The most recent economic data that has come out shows that the GDP for the United States has shrunk by .1%, shocking many economists who had predicted a slow growth moving into 2013. Why they predicted this, we shall never know, as it would have seemed quite apparent that the factors leading into this year were stacked against the economy.
Not only has Obamacare’s mandate for workplaces to provide coverage for full-time employees caused some businesses to alter their employment models, but additionally Obama allowed the payroll tax cuts to expire, increasing the tax burden on the middle class by 2%. This has had a huge impact on families and individuals that should have been foreseen.
During a period of increased costs for food products and gasoline, a tax hike was beyond foolish and has caused Americans to tighten their belts even more than they had previously. The FED’s money printing has already caused existing savings and wages to drop in value, trailing the marketplace adjustment and upping the cost of living, as it always does. Corporations and Businesses saw this coming, and lowered their orders for stockpiles of goods or cut back on manufacturing, which impacts GDP. If it was so clear to business, why was this a shock to our government?
In spite of this, Keynesians are already calling for another round of economic stimulus. The never-ending cycle of Keynesian economics continues! The solution, no matter what the situation is, is always a stimulus for the Keynesian Economist. While a government check for $300 to every American may boost the economy for a brief period (and I personally doubt it would even do that, as most Americans are still living in a state of debt and will simply put the money into savings or to credit bills), it is far more likely to simply decrease the value of the dollar once more, cause further inflation and push the prices in the marketplace even further north.
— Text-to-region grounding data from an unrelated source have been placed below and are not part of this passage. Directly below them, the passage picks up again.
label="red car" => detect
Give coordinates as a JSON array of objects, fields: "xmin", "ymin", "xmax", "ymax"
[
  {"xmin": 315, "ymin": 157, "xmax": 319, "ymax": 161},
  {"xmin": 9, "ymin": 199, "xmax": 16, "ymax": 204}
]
Of course, amidst all of this are the constant reports of the Chinese government stockpiling gold for what looks to be a potential move to back the yuan with the precious metal. Some are theorizing that this would then translate to the yuan becoming the world reserve currency, due to the yuan’s new-found stability. This is a possibility, even though the Chinese would stand to lose trillions of dollars not only in the debt they hold for the United States in our dollars, but also due to the potential for a crash of the Dollar. A worthless Dollar would then have a massive impact on China’s economy, as we would no longer be a viable export market for them. So it’s not likely in all reality. Still, every time we devalue our currency by printing money out of thin air and “The Amazing Bernake” pulls more billions out of his bottomless top hat, we spit in the face of our creditors. There will eventually be a breaking point.